The first step was to weld the cables to the piezoelectric, cutting these to a sufficient length to have freedom when arranging the battery on the table or where we go to practice.
After some research, we observed that it was important that the pad optimally transmitted the vibration of each impact to the piezoelectric, so that materials such as wood or plastic were discarded. Finally, we opted to use metal lids for canned food, which comply with their function and have a suitable appearance for their purpose.
Trying with the drumsticks and as expected, the impacts were too noisy and moved away from the solution of a silent drums. In order to solve it, we cover the surface with a Eva foam, cut to the dimensions of the central circumference of the lid.
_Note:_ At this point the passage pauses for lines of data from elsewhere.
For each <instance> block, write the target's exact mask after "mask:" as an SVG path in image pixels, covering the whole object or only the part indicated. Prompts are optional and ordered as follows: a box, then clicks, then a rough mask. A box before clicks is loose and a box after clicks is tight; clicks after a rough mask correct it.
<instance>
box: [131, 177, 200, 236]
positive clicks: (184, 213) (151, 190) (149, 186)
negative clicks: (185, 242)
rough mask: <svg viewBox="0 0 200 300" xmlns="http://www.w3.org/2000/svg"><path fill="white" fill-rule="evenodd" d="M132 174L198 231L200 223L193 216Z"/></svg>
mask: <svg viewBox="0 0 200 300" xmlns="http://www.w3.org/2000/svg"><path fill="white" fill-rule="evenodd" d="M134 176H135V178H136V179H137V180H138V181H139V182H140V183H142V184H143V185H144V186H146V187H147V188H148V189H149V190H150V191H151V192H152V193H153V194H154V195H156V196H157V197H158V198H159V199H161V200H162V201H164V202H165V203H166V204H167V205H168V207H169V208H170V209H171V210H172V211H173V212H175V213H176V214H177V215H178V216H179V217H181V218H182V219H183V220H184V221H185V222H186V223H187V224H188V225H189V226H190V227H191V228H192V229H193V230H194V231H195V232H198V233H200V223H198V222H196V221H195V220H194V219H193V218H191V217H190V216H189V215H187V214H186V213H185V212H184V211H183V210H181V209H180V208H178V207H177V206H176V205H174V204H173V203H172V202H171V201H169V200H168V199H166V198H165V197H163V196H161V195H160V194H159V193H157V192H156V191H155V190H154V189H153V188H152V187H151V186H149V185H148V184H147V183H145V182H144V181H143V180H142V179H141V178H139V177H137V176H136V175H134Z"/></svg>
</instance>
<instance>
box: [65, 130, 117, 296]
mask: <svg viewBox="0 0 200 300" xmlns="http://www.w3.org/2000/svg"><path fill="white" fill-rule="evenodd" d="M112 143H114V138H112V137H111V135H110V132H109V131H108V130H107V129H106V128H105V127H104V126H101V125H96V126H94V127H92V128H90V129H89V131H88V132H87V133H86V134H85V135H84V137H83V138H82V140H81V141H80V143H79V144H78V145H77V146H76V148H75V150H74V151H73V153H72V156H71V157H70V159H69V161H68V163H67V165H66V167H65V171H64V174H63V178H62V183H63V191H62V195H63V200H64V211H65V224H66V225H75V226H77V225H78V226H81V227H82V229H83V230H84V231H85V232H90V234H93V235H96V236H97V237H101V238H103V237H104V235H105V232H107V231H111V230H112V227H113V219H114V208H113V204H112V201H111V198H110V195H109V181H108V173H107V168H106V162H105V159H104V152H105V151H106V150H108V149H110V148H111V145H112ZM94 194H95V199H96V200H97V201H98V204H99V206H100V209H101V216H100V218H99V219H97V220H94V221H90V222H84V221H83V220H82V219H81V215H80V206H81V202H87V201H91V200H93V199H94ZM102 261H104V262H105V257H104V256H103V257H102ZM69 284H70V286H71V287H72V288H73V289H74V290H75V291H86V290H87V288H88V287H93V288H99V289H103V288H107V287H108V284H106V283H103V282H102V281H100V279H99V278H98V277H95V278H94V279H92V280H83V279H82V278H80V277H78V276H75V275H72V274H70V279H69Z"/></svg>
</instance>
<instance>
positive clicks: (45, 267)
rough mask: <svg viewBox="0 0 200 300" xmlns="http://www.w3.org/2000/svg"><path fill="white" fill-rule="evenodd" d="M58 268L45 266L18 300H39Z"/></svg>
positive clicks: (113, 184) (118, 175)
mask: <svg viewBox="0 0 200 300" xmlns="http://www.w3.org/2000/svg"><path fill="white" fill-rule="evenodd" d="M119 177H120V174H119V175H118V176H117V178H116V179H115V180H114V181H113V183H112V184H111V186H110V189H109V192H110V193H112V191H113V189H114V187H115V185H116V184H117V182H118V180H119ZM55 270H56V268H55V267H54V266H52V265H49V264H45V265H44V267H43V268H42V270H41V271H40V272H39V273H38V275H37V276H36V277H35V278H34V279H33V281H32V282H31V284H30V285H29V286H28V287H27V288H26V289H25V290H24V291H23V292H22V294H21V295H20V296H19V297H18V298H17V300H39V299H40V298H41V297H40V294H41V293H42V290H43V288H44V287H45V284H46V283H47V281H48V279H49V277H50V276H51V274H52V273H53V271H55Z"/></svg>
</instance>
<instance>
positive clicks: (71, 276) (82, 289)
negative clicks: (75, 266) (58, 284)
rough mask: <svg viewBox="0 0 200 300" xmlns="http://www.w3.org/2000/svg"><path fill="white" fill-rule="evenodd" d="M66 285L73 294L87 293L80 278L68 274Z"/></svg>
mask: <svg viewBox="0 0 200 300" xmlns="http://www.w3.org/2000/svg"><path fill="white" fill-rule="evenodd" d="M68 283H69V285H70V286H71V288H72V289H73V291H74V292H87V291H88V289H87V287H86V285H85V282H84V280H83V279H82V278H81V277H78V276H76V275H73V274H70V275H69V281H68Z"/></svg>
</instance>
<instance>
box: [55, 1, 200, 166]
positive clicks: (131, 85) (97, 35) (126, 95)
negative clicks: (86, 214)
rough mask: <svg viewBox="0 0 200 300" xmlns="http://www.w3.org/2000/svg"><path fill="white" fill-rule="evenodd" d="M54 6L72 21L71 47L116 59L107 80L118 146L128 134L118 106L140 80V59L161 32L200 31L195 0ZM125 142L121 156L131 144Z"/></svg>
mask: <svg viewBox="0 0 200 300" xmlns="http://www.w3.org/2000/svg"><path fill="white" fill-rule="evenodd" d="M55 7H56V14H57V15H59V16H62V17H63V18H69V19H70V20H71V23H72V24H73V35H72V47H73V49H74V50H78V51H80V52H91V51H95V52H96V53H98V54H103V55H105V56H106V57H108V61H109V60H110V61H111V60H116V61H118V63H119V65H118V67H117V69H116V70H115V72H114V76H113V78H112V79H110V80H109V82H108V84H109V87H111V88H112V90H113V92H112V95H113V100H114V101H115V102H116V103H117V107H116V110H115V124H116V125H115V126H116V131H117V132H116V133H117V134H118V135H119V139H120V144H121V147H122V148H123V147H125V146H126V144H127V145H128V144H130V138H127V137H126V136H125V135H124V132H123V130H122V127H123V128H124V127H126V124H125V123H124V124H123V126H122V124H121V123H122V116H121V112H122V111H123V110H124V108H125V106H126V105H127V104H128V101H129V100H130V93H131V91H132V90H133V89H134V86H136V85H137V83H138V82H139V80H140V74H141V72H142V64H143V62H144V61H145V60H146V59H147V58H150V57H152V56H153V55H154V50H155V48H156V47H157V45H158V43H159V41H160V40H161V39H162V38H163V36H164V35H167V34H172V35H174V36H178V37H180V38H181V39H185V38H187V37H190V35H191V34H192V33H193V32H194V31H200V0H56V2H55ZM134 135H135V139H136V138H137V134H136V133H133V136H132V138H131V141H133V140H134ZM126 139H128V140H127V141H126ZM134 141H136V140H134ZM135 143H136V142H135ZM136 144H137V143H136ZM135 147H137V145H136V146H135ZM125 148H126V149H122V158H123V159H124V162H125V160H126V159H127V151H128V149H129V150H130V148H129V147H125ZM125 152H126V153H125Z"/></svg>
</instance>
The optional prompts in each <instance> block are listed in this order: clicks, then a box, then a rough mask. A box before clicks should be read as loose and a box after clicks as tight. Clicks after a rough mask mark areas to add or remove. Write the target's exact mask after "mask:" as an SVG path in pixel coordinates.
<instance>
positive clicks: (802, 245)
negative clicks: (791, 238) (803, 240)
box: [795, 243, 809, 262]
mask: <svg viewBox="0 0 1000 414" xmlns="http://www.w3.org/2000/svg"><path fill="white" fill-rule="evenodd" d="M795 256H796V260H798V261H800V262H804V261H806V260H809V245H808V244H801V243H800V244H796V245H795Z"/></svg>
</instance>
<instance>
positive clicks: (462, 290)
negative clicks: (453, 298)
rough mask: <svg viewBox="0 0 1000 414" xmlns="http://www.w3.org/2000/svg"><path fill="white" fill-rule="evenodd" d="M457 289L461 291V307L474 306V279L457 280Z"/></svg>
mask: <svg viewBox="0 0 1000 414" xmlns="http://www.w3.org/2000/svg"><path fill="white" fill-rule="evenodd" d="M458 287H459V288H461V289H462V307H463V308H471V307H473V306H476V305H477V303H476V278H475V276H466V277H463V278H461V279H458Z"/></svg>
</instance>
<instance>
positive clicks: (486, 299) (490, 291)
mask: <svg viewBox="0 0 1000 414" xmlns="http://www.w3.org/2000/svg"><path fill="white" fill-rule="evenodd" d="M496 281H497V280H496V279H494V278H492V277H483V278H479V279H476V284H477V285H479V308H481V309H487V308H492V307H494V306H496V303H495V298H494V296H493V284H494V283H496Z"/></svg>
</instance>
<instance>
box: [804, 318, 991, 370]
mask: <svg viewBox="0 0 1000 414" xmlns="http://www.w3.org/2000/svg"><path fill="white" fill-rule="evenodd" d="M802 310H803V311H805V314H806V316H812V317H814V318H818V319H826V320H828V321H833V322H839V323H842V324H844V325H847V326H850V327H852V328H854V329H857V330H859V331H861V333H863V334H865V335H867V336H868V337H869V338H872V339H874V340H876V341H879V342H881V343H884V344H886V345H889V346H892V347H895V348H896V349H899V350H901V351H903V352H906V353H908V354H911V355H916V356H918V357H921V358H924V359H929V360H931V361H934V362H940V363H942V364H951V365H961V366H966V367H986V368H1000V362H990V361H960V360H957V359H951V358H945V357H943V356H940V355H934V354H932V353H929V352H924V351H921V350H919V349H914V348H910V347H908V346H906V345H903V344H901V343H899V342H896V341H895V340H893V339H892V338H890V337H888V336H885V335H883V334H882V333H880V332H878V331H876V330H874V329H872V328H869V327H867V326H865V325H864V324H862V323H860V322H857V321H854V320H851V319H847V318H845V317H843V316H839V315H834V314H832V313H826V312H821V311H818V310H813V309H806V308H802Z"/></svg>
It is glued with double-sided tape thin enough so that the relief is not noticeable when playing. In addition, as the edge of the lids still made an annoying noise that prevented us from playing comfortably, we put a few small drops of hot melt glue on the edge to prevent the pad from slipping and softening each impact as much as possible.
To prevent the four pads from dispersing while touching, we joined them in pairs by means of a threaded bar that entered from the side, fixed from the inside with a small nut. The problem when we started playing was that since it was a metallic material, it transmitted the vibrations from one pad to the other, so when we played one, his partner sounded at the same time.
Finally we removed the rods and saw that it was enough and even more practical to use the piezo cable itself as a union.
As for the pedal, we had the initial idea of holding the piezo between a sandwich; to avoid the direct impact of the piezo against the ground. To do this we glued the piezo on a wooden plate and glued another PVC plate of the same size, to which we made a small crack facilitating and accommodating both the piezo and the cable.
At first we used PVC for both plates, but after several tests we realized that this material absorbed too much impact and transmitted it to the piezo.
To avoid having a pedal loose and moving as you step, we decided to place a rubber band between the sandwich to hold the pedal to our foot and ensure each stroke on the drum.
Finally, to achieve a better finish, we built a small box ourselves that housed the protoboard and the arduino. This is where the 5 cables enter through one side and allows the USB cable to be connected through the other. It is mounted in black feather cardboard, for its easy handling and to continue with the black and white aesthetics of the whole prototype.